1 Node 100 Nodes 200 Nodes 1000 Nodes
ROS1 11MB 11MB 11MB 11MB
ROS2
FastRTPS 11MB 36MB 44MB ran out of memory
Connext 33MB 58MB failed -
OpenSplice 26MB memleak? - -
Under Connext RTI I began seeing the following error after having started about 100 Nodes, which is why I labeled the attempts to spawn more than that as ‘failed’:
[min_node-94] [D0013|ENABLE]DDS_DomainParticipantPresentation_reserve_participant_index_entryports:!enable reserve participant index
[min_node-94] [D0013|ENABLE]DDS_DomainParticipant_enableI:Automatic participant index failed to initialize.PLEASE VERIFY CONSISTENT TRANSPORT / DISCOVERY CONFIGURATION.
With OpenSplice, my nodes seem to suffer from a memory leak.
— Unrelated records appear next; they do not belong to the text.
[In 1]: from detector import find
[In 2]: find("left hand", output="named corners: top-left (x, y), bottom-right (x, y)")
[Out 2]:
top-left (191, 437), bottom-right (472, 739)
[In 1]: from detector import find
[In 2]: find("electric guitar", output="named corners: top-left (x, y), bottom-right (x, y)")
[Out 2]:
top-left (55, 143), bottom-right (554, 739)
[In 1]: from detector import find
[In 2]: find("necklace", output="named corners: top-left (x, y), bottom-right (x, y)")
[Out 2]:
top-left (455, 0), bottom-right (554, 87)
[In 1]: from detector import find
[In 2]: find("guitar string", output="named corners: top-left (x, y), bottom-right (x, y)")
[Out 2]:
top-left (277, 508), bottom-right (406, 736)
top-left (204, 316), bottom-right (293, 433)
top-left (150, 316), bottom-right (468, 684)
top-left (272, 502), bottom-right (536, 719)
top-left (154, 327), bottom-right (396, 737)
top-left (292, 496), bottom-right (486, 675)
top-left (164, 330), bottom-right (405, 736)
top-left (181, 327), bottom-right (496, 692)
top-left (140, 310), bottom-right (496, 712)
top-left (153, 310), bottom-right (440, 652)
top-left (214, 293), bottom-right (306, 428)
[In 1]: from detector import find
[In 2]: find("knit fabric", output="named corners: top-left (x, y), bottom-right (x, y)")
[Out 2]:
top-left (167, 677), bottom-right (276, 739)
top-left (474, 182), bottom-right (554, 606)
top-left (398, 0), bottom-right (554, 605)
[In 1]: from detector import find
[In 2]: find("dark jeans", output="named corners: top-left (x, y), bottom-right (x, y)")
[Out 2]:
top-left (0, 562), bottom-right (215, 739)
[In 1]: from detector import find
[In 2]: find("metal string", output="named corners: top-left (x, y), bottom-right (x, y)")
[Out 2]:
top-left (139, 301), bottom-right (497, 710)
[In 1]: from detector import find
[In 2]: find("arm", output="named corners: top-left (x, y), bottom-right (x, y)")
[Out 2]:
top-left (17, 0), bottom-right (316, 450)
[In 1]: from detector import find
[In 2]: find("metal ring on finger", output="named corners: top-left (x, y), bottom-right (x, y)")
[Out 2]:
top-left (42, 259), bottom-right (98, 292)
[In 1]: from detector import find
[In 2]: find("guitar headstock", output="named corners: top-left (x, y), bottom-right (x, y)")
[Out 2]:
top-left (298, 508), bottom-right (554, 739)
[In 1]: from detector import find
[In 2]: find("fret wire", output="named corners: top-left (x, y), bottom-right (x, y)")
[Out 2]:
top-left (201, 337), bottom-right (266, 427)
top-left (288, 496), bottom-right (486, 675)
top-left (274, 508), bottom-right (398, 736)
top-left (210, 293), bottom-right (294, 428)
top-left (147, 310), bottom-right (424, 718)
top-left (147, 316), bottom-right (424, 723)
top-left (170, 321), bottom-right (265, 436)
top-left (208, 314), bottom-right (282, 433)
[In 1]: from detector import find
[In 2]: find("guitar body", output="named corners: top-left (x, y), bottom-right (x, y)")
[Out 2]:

The leak occurs once OpenSplice throws the following error:
[min_node-22] Report : API_INFO
[min_node-22] Date : 2020-02-21T14:33:49+0100
[min_node-22] Description : The number of samples '5000' has surpassed the warning level of '5000' samples.
[min_node-22] Node : <hostname>
[min_node-22] Process : min_node <22398>
[min_node-22] Thread : dq.builtins 7f5ec5269700
[min_node-22] Internals : 6.9.190705OSS///v_checkMaxSamplesWarningLevel/v_kernel.c/1940/769 /1582292029.991222504/13
With few nodes (50 is fine for example) I do not see the error and no memleak occurs either.
Among the three tested middlewares, only FastRTPS appears to be able to support larger networks of nodes. Even then however, the memory usage quickly ramps up and essentially bottlenecks the possible network size.
Since this is only considering the absolute most bare-bone node one could implement, I have concerns about how well ROS2 can scale up with large networks of hundreds of nodes. Seeing that the overhead of a very simple node could easily go into the 100s of MB with increasing network size, this puts further constraints on embedded devices running such a node in a large network.
I would be very interested in hearing what kind of strategic choices have been made with respect to a large number of nodes. Are networks of >1000 nodes considered outside the scope of ROS2?
Furthermore, what techniques do exist to cope with this hunger for memory?